In an effort to find meaning and purpose in my writing, I brought out some old DVDs of mine, and decided to watch Fireproof again. This film from Alex and Stephen Kendrick depicts a troubled marriage, and demonstrates how making a decision to follow Christ and to be committed to your spouse brings about a sea-change in you, despite your circumstances.
Early on in the movie, we meet Caleb (Kirk Cameron) and Catherine Holt, a young married couple, both of whom are successful as a firefighter and hospital administrator, respectively. They have a nice home, cars and clothes. Caleb is well liked and respected at his job, where he is captain, as is Catherine at her job. At home however, we see that Caleb is inconsiderate of his spouse, and uses pornography. She is upset because of that, and due to the fact that Caleb has saved thousands of dollars for a boat, while her sick mother needs an expensive hospital bed and a new wheelchair. In a heated argument, Caleb is all but physically violent in his rage against Catherine. She breaks down and says she wants a divorce, and Caleb, frustrated with what he sees as her lack of respect for him, wants to be free of their conflict as well.
Caleb’s father hears of the impending divorce and urges Caleb to try something to save the marriage. He gives him a book called The Love Dare. The book consists of 40 days of relational challenges to understand and practice unconditional love. Caleb agrees to try The Love Dare, as he does still love his wife, and because he respects his father, though he does not share his new found faith in God.
Catherine, meanwhile, is being tempted by a young doctor at work, and as Caleb attempts to win her back, she drawing closer to this seemingly charming man who is trying to start a relationship with her.
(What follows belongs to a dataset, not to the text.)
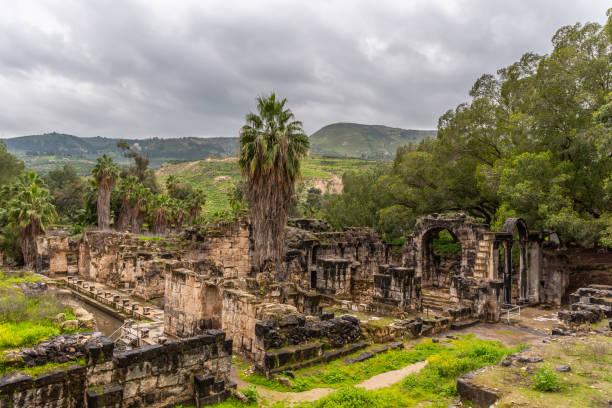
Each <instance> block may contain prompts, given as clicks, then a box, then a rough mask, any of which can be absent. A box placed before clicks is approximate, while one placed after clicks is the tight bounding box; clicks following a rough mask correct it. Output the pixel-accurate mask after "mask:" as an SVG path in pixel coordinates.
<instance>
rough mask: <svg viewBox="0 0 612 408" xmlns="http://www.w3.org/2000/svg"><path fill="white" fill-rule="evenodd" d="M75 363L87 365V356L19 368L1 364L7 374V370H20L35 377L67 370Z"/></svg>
mask: <svg viewBox="0 0 612 408" xmlns="http://www.w3.org/2000/svg"><path fill="white" fill-rule="evenodd" d="M73 364H78V365H81V366H85V358H84V357H81V358H78V359H76V360H75V361H68V362H67V363H47V364H45V365H41V366H36V367H22V368H19V369H17V370H15V369H14V368H11V367H6V366H0V373H1V374H5V373H7V372H12V371H18V372H20V373H24V374H27V375H30V376H32V377H34V378H36V377H38V376H41V375H43V374H47V373H50V372H53V371H58V370H67V369H68V367H70V366H71V365H73Z"/></svg>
Caleb interacts with his senior firefighter at work, who suggests to Caleb that his heart is not fully committed to his challenge. When Caleb becomes deeply frustrated at his wife’s seeming indifference to his attempts to win her back, he speaks to his dad, who demonstrates to Caleb that we treated Christ the same way when he died on the Cross for us. This is the turning point in the movie, where Caleb’s life and his influence on others changes forever.
Fireproof is well acted, produced and directed, and has good drama, action and humor. Many Christian films, due to low budgets or inexperienced talent, do not have the high production values of most Hollywood movies, but I watch them for their heart and message. Another factor that causes people to avoid these stories is that they are clean and wholesome. Society is so jaded by modern media, that when the average viewer watches the first ten minutes of a film with no swearing or sex, they find it to be hokey and unrealistic. If you are looking for a movie with a great story that is wholesome, realistic and inspiring, Fireproof will deliver.